Lebanon’s Third Civil War

by Michael J. Totten
The third civil war has begun in Lebanon.
The first war was a short one. Sunni Arab Nationalists in thrall to Egyptian dictator Gamal Abdel Nasser wanted to attach Lebanon to the United Arab Republic — a brief union of Egypt and Syria. An even larger bloc of Maronite Christians resisted. A nation cannot hold itself together when a large percentage of its population — roughly a third — wish to be annexed by foreign powers.

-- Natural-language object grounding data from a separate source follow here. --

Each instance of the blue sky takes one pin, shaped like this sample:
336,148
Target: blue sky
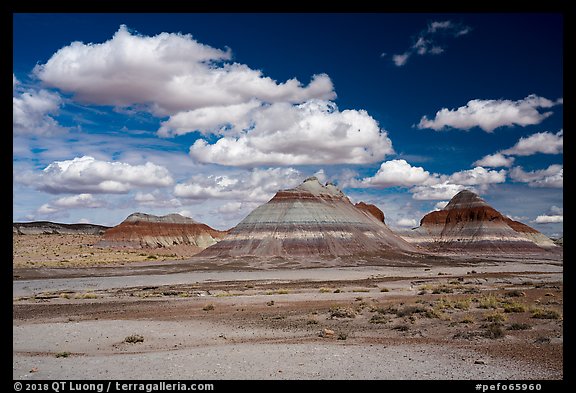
208,115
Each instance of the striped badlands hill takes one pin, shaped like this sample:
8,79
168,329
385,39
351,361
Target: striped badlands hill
145,230
309,220
469,223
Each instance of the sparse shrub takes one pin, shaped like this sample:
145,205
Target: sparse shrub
542,340
510,307
87,295
434,313
515,293
519,326
402,328
379,318
342,312
495,316
489,301
493,331
409,310
385,310
442,289
462,304
467,319
542,313
133,339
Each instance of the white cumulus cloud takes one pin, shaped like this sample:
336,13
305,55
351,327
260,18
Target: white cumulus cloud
541,142
552,177
314,132
167,73
257,185
88,175
440,205
397,173
79,201
33,111
495,160
478,176
440,191
491,114
407,222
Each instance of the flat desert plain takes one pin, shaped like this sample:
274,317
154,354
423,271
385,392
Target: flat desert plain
108,316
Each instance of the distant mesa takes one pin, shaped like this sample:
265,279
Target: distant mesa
469,223
310,220
140,230
54,228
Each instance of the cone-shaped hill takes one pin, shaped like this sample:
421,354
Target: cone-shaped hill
146,230
310,220
469,223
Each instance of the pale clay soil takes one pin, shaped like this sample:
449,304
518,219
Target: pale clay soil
450,318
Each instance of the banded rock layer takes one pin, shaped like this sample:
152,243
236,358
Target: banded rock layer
469,223
309,220
141,230
54,228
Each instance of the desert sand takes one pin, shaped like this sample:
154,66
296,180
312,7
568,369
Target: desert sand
441,318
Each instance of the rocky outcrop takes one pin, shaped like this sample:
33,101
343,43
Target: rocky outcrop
53,228
469,223
309,220
141,230
372,209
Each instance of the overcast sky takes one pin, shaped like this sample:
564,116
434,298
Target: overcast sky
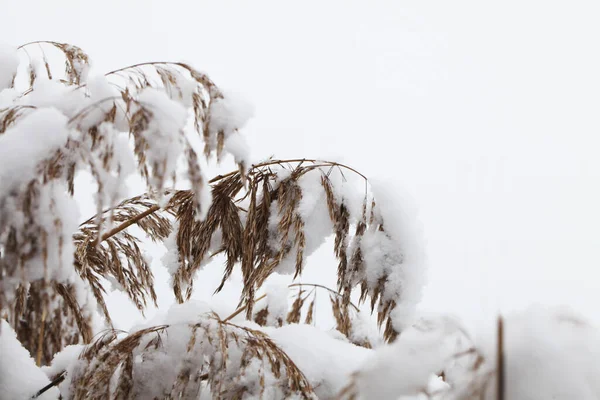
487,115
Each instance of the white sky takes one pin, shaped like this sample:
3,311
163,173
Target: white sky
488,115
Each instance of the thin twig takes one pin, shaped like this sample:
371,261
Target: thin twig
41,339
323,287
128,223
241,309
500,368
55,382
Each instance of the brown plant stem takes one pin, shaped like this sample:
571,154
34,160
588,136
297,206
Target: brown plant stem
38,359
128,223
323,287
241,309
500,367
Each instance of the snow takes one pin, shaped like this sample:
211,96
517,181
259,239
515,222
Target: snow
9,62
236,145
163,135
550,353
408,366
228,114
399,252
56,204
277,291
327,362
20,378
25,145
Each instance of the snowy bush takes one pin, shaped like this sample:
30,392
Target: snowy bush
155,121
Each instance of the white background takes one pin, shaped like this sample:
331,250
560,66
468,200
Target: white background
487,115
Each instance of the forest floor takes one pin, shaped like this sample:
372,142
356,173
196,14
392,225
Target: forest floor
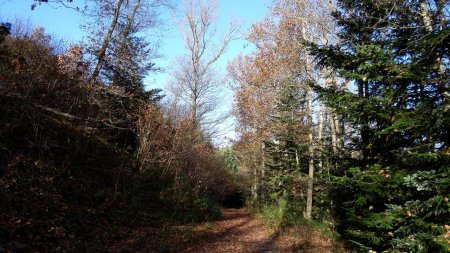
237,231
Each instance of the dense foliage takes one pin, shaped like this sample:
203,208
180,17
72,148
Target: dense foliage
395,195
82,162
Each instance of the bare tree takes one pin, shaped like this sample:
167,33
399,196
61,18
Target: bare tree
196,82
110,24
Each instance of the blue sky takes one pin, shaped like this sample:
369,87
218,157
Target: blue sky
64,24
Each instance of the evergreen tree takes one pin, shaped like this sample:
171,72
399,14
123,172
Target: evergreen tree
394,195
286,150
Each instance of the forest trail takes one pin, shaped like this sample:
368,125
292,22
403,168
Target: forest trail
236,231
239,231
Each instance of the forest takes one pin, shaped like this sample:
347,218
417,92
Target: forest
341,113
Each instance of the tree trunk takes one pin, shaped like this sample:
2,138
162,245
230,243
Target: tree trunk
309,193
102,51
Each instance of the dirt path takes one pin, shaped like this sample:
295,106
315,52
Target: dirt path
237,231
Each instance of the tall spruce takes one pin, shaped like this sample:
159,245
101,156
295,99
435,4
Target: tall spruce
393,190
286,149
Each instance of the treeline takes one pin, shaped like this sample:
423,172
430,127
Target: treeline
343,112
86,150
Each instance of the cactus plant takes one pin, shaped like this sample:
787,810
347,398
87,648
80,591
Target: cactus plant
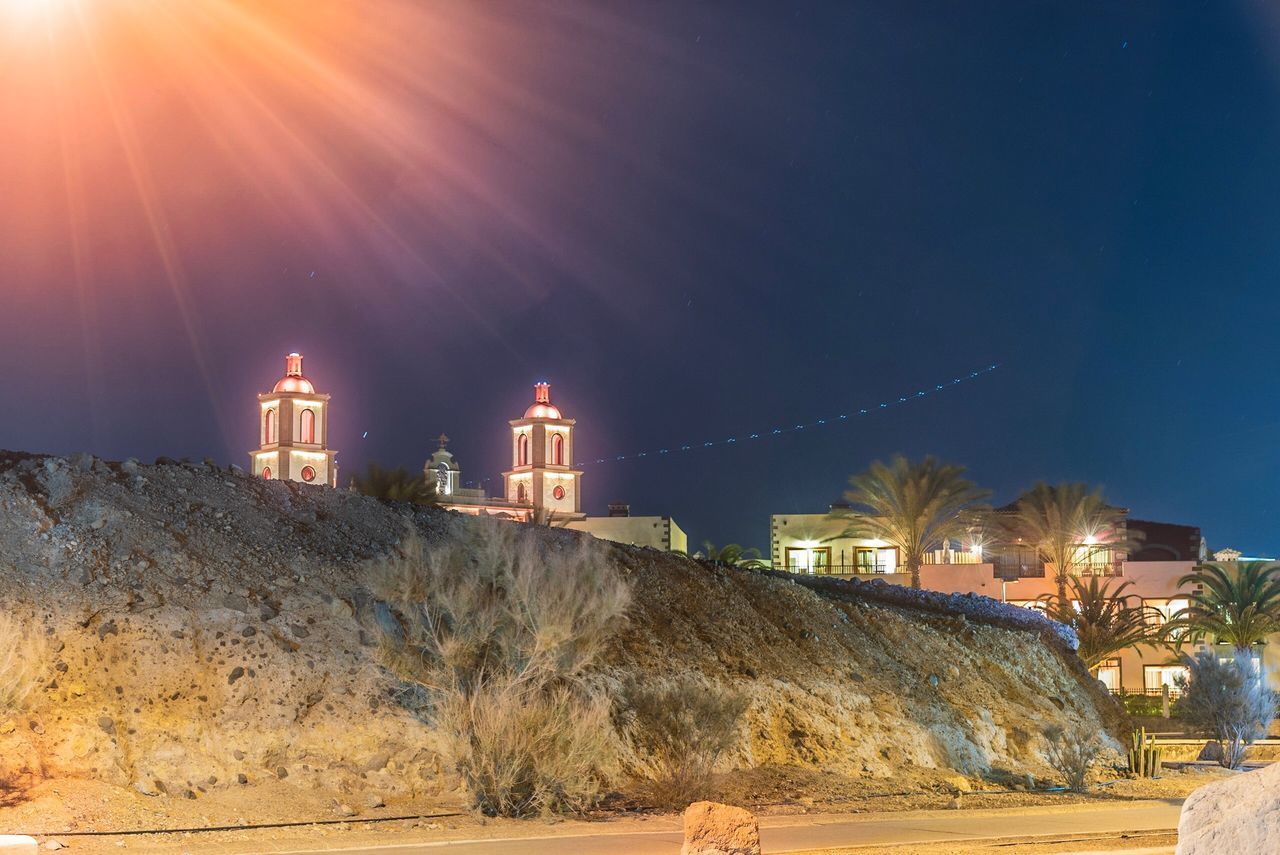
1144,755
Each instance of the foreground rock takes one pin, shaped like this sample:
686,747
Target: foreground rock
713,828
1240,815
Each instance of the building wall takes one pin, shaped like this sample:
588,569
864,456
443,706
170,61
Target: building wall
658,533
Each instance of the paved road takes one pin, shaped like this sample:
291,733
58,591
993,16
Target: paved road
799,833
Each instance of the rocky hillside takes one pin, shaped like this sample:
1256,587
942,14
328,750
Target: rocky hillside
206,630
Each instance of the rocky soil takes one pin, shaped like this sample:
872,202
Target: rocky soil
209,632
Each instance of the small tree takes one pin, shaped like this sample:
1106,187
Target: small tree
1068,525
732,554
498,629
1072,751
1233,604
1105,621
1228,699
914,507
684,726
394,485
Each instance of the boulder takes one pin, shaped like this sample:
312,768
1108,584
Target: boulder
713,828
1238,815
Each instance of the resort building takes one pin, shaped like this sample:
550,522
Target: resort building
816,543
293,430
620,526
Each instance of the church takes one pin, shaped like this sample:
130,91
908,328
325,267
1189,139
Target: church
542,487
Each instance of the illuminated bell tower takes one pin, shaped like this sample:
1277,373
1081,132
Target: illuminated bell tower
542,460
293,430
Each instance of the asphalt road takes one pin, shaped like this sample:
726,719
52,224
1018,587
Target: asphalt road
800,833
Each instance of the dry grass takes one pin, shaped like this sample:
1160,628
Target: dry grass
498,630
685,726
1072,751
23,658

The second war was a long one. This time, Yasser Arafat’s Palestinian Liberation Organization formed a state-within-a-state in West Beirut and South Lebanon and used it as a launching pad for terrorist attacks against Israel. Again, Lebanon’s Christians resisted, as did Lebanon’s Shias. The second civil war was actually a series of wars that were merely triggered by that first fatal schism.
The third civil war resembles both the first and the second. With Iranian money and weapons, Hezbollah has built its own state-within-a-state in South Lebanon and South Beirut which is used as a base to wage war against Israel. Hezbollah also wishes to violently yank Lebanon from its current pro-Western alignment into the Syrian-Iranian axis. Roughly one-fourth of the population supports this agenda. No country on earth can withstand that kind of geopolitical tectonic pressure. For more than a year members of Hezbollah have tried unsuccessfully to topple the elected government with a minimal use of force, but their patience is at an end and they have turned to war.
My old liberal Sunni neighborhood of Hamra near the American University of Beirut — the best in the Middle East — is now occupied by the private army of a foreign police state. Masked gunmen take up positions in a neighborhood of five star hotels, restaurants, and cafes (including a Starbucks) where students like to hang out while reading books by authors like Jean Paul Sartre and Albert Camus. They burned down Prime Minister Fouad Seniora’s Future Movement headquarters building. They stormed the offices of TV and radio stations and threatened to dynamite the buildings if the reporters refused to stop broadcasting. They seized the property of Saad Hariri — son of the assassinated former Prime Minister Rafik Hariri — and they control all the exits. Member of Parliament Ammar Houry’s house is now occupied. Al Arabiya says they attacked the Ottoman-era Grand Serail, the current prime minister’s office.
Hezbollah used automatic weapons, mortars, rocket-propelled grenades, and sniper rifles to seize all, if not most, of West Beirut. The only weapons its gunmen haven’t deployed are its Katyusha rockets, which are useless in urban warfare, and car bombs, which aren’t.